The dread expectation was palpable. With his enhanced hearing the Scourge could hear the creak of Certusian fingers against triggers, the rapid beating of hearts in serf-manned gun emplacements, and the deep and determined breathing of Excoriators in their battle-helms. Then he saw it. The first offerings of the darkness. Chaos martyrs. The Cholercaust meat shield. Bodies moved through the necroplex, racing towards Obsequa City, the battlement perimeter and certain death.
The Scourge swore. He recognised them immediately. Blood-crazed cemetery worlders. Victims of the gall-fever that had swept the planet in the wake of the Keeler Comet. Husbands, mothers, children. Certusians all. Drawn to Obsequa City like a plague of moths irresistibly summoned to a flame. Kersh felt their urge to kill across the graves. He felt the Charnel Guard and surviving members of the hastily created Certusian militia tighten at the sight of their kindred: neighbours, friends, family.
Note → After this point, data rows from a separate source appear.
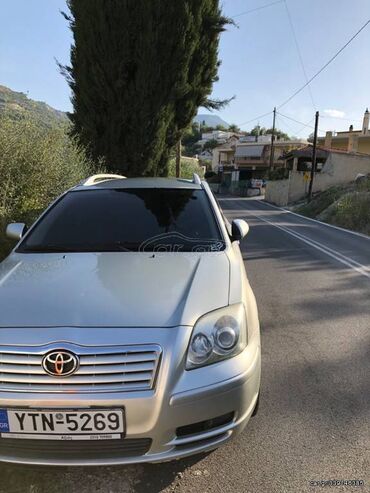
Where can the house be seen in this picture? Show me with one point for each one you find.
(350, 140)
(241, 162)
(221, 136)
(205, 155)
(334, 167)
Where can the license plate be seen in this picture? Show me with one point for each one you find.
(63, 424)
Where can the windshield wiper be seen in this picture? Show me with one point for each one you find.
(48, 249)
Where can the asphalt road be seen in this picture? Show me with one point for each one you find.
(312, 284)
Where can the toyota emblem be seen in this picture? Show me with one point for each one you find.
(60, 363)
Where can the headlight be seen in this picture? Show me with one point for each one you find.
(217, 335)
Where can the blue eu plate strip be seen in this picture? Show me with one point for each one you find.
(4, 422)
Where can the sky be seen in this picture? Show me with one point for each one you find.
(264, 60)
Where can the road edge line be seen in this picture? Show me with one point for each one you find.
(355, 233)
(331, 253)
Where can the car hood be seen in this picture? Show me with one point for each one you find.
(111, 289)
He felt the bile rising within him, his hatred for the servants of darkness and their barbarous tactics. Over the vox-channel, the corpus-captain heard similar confirmations from along the line. The Thunderhawk Impunitas, circling high above the city, also reported incoming targets. Peering up into the sky, the corpus-captain watched the stars blink. He got the impression of an ungainly daemon-flock, thunderbolting above them on leathery wings.